Eines Nachts zu Epiphanias erlitt ich den größten Geldverlust in meinem ganzen verdammten Leben und wurde wieder in die Welt zurückgeschleudert, die ich nun wegen meiner eigenen Verdammtheit verlassen muß.
Während einer Woche hatte ich verloren, gewonnen und wieder verloren, und für mein Gefühl befand ich mich in einem gewissen Zustand der Ausgeglichenheit. Die Juwelen meiner Mätresse waren verspielt, aber in einem Anflug von Generosität hatte ich ihr wertvollere gekauft, und ich hatte mit ihr geschlafen und sie in ihrer Wollust zur Verzückung gebracht. Aber immer war eine Unruhe gegenwärtig wie eine nagende Krankheit, und so ging ich an dem besagten Sonnabend schnurstracks hin, um zu verlieren, was ich besaß. Verlieren! In meinem Gehirn befand sich die Erinnerung an ein Tier, an einen Wüstling, der sich eine Jungfrau zu Willen macht, ein Gefühl, das jeder Wurf der Würfel in mir hervorrief, mit denen ich mein Vermögen verlieren konnte, die Erinnerung an den sich ständig steigernden inneren Aufruhr, der nur unterbrochen und verzögert wurde, wenn ich gewann …
Ich spielte mit Mountgarde und Hilbery und gewann neunzig Guineen in einer Stunde, für die sie mir Schuldscheine gaben, denn sie waren blank. Die Gewinne betrübten mich und in meiner Verzweiflung erhöhte ich den Einsatz. Wieder gewann ich. Und so ging es die ganze Nacht. Zeitweise hatte ich über 50.000 Guineen in Form von Schuldzetteln, und ich machte weiter, ohne nennenswert zu verlieren.
Der Raum hallte wider von Schreien des Entzückens und der Verwünschung. Wir hatten Waffen und Ubermäntel längst abgelegt und der Raum war von Wein- und Talgdunst geschwängert. Es war eine wilde Szene menschlicher Verlorenheit und mittendrin stand ich, eingehüllt in mein Glück. Einige der Spieler berührten mich und stürzten zurück zu ihren Tischen, um zu sehen, was aus ihren Glückschancen geworden war. Ich hatte das Gefühl, als ritte ich in einem Triumphzug mit dem Glück. Aber in meinem Herzen war Verzweiflung, denn ich war im Begriff, eine Schlacht zu gewinnen, die ich eigentlich verlieren wollte.

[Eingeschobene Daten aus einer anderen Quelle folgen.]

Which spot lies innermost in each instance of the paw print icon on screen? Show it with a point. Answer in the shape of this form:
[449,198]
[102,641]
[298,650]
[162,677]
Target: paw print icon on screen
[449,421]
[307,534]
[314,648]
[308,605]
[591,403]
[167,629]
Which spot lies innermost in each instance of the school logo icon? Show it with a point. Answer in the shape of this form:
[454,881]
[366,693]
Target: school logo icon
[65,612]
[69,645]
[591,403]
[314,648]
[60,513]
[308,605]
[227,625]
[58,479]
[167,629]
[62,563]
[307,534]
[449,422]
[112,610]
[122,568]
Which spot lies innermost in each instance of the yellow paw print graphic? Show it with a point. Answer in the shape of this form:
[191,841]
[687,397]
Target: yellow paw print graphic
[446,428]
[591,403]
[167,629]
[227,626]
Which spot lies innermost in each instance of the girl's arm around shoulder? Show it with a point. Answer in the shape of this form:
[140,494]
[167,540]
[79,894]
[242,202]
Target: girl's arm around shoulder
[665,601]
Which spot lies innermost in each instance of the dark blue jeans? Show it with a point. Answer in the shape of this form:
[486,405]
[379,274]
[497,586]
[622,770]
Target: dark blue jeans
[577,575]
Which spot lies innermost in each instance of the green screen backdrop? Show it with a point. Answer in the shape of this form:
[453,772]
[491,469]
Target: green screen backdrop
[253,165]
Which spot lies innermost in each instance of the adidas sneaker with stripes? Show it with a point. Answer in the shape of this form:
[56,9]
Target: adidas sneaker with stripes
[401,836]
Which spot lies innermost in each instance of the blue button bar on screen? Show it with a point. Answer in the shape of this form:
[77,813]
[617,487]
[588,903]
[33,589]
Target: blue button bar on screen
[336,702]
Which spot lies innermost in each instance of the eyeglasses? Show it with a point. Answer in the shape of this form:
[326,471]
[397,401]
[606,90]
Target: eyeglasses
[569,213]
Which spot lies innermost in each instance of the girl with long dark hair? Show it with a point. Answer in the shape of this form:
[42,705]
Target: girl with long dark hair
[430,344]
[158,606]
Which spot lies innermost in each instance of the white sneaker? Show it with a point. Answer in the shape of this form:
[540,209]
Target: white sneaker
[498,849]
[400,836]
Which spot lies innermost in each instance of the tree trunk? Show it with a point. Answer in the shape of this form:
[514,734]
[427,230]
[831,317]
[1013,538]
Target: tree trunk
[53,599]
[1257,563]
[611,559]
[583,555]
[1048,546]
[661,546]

Zu guter Letzt jedoch, gegen Morgen, wie ich vermute, denn ich hatte jedes Zeitgefühl längst verloren, raffte ich alles, was ich inzwischen gewonnen hatte – Geldscheine, Schuldscheine, Gold, Juwelen, Perücken und was die Verlierer sonst noch beigebracht hatten – zusammen und schrie den Spielern meinen letzten, endgültigen Einsatz zu.
Ich verlor alles beim ersten Wurf, und ich kann kaum beschreiben, welches Gefühl der Erlösung mich überkam. Mir war zumute, als würden sich alle Widerreisse dieser Welt in Wohlgefallen auflösen. Und in diese Welt muß ich nun zurück.